What changed? I wasn’t publishing my stories anywhere too impressive, or attaining a name. I had lost my foreground of American people, places, and language; the stories I wrote seemed more and more abstract — even sort of lonely and pointless. Meanwhile the intense drama of Israel surrounded me, and when I wrote about that — in the form of an op-ed in a newspaper — I got real, immediate reactions; I felt alive, instead of like some relic washed up on a shore.
So I finally made my break from literature, almost ten years ago; I decided to focus on political writing — and reading, more or less dismissing great fiction and poetry from my life. Looking back, it was a good decision; I no longer write in a near-void, my articles are a means of connection to people instead of ever-growing isolation.
The break, not surprisingly, has not been total. In these years I’ve read a few literary works, basically when enthused friends demanded it; I’ve also written a few stories and poems, basically when urges were irresistible. But, considering what those earlier decades were like, it has been about as total as such a break can be. That, naturally, entails loss.

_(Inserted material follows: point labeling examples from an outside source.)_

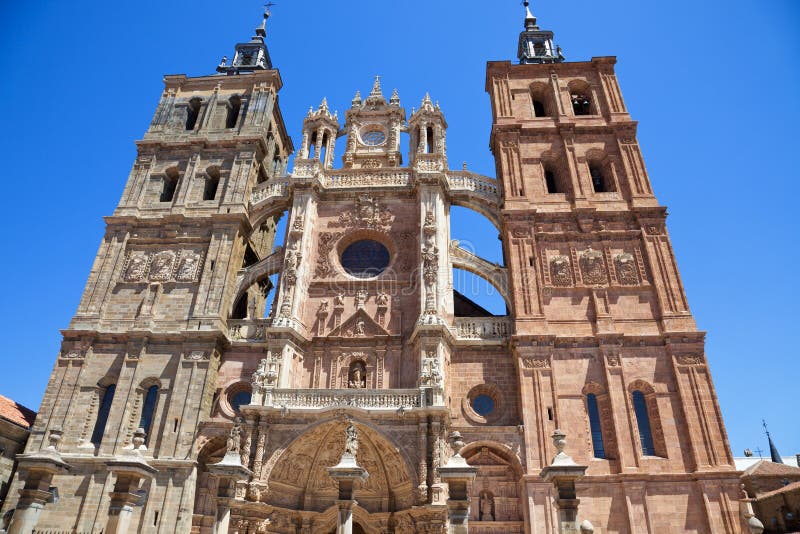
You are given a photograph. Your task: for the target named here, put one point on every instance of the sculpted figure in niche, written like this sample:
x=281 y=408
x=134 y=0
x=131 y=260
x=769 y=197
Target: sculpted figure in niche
x=136 y=267
x=235 y=437
x=486 y=506
x=161 y=268
x=187 y=270
x=351 y=440
x=382 y=299
x=360 y=329
x=357 y=378
x=338 y=301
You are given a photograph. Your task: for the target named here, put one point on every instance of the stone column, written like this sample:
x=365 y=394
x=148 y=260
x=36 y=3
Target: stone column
x=563 y=472
x=459 y=476
x=228 y=472
x=130 y=469
x=35 y=494
x=754 y=526
x=347 y=473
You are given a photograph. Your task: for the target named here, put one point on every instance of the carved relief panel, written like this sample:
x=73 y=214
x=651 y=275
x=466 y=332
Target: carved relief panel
x=155 y=265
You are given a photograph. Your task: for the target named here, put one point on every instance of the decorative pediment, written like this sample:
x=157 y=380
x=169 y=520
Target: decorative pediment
x=360 y=324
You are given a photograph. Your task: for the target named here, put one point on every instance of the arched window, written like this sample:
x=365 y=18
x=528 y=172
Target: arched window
x=538 y=109
x=234 y=107
x=599 y=182
x=643 y=423
x=323 y=148
x=192 y=113
x=102 y=415
x=312 y=143
x=212 y=184
x=581 y=104
x=551 y=181
x=594 y=426
x=149 y=409
x=169 y=185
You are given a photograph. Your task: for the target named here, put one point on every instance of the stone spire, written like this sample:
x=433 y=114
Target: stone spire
x=376 y=97
x=536 y=45
x=773 y=450
x=252 y=55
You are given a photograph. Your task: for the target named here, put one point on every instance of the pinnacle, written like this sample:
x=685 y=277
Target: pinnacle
x=376 y=87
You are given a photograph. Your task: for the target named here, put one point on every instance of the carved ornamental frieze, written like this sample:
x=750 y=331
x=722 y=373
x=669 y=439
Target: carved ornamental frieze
x=367 y=212
x=591 y=267
x=169 y=265
x=561 y=271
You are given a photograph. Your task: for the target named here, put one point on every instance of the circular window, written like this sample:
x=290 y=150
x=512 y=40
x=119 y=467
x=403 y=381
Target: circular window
x=373 y=137
x=483 y=405
x=241 y=398
x=365 y=258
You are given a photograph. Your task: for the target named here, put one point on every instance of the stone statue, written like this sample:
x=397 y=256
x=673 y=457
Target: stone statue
x=235 y=437
x=358 y=376
x=361 y=298
x=251 y=307
x=351 y=440
x=382 y=299
x=360 y=328
x=486 y=505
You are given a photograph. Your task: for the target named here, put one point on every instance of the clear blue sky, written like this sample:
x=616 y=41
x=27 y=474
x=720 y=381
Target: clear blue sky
x=714 y=84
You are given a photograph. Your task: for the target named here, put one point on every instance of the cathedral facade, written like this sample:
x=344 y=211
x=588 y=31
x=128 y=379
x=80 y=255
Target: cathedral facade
x=183 y=400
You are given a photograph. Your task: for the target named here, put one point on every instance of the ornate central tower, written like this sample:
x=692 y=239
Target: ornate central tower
x=219 y=377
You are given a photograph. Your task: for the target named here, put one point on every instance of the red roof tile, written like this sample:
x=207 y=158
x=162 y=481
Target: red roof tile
x=16 y=413
x=795 y=486
x=768 y=468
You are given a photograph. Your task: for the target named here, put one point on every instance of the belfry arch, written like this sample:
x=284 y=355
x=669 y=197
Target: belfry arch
x=299 y=480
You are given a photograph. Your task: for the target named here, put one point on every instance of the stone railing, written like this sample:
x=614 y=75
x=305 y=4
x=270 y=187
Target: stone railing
x=270 y=189
x=253 y=330
x=340 y=179
x=475 y=183
x=368 y=399
x=482 y=328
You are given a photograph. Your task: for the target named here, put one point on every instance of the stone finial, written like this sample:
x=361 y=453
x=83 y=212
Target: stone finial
x=54 y=438
x=376 y=87
x=235 y=436
x=351 y=440
x=139 y=439
x=559 y=441
x=427 y=104
x=456 y=442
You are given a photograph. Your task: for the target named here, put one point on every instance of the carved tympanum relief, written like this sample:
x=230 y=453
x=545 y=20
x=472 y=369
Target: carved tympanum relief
x=561 y=271
x=367 y=212
x=162 y=266
x=626 y=269
x=593 y=268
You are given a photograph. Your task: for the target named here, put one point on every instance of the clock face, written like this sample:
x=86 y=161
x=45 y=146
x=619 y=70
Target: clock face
x=373 y=137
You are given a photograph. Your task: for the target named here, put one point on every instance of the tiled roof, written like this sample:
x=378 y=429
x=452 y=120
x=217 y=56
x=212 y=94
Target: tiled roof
x=794 y=486
x=16 y=413
x=768 y=468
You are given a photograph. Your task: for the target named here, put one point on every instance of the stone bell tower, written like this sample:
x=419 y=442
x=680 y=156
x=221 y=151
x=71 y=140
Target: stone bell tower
x=144 y=348
x=605 y=346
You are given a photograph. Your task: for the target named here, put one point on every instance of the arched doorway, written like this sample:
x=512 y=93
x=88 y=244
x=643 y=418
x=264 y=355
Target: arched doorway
x=495 y=497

I carted my books — all of them — with me in my two recent moves; in my Tel Aviv apartment and in this current one, I set them up as well as I could — including the old, no longer relevant ones, the ones that still impart a thrill of beauty when I glance at them. Now it’s they that are relics; while I’m current, engaged and writing about the country I live in. This was, unfortunately, a zero-sum game; either those books were going to turn into a still, forgotten pond or I was.
These days, of course, I have trouble even getting to the sort of books — on Israeli and Middle Eastern politics and history — I see as a necessary nurturer for what I’m writing. A bewildering profusion of news and commentary comes out on the internet every day; I have to decide what not to read. Even late at night — when once I might have borne down on some gems by Frost, Dickinson, Wordsworth — I tend instead to hang around on Facebook, or browse YouTube with a glass of something day-ending and universe-justifying in hand.
And the books, the old ones, surround me with their silence. I don’t keep up with the world literary scene; but I understand that the book market in general is drooping, and don’t get the sense that literature plays a huge part in people’s lives. And that desultory heap is still there in the corner of the room, unresolved and, I fear, all too symbolic.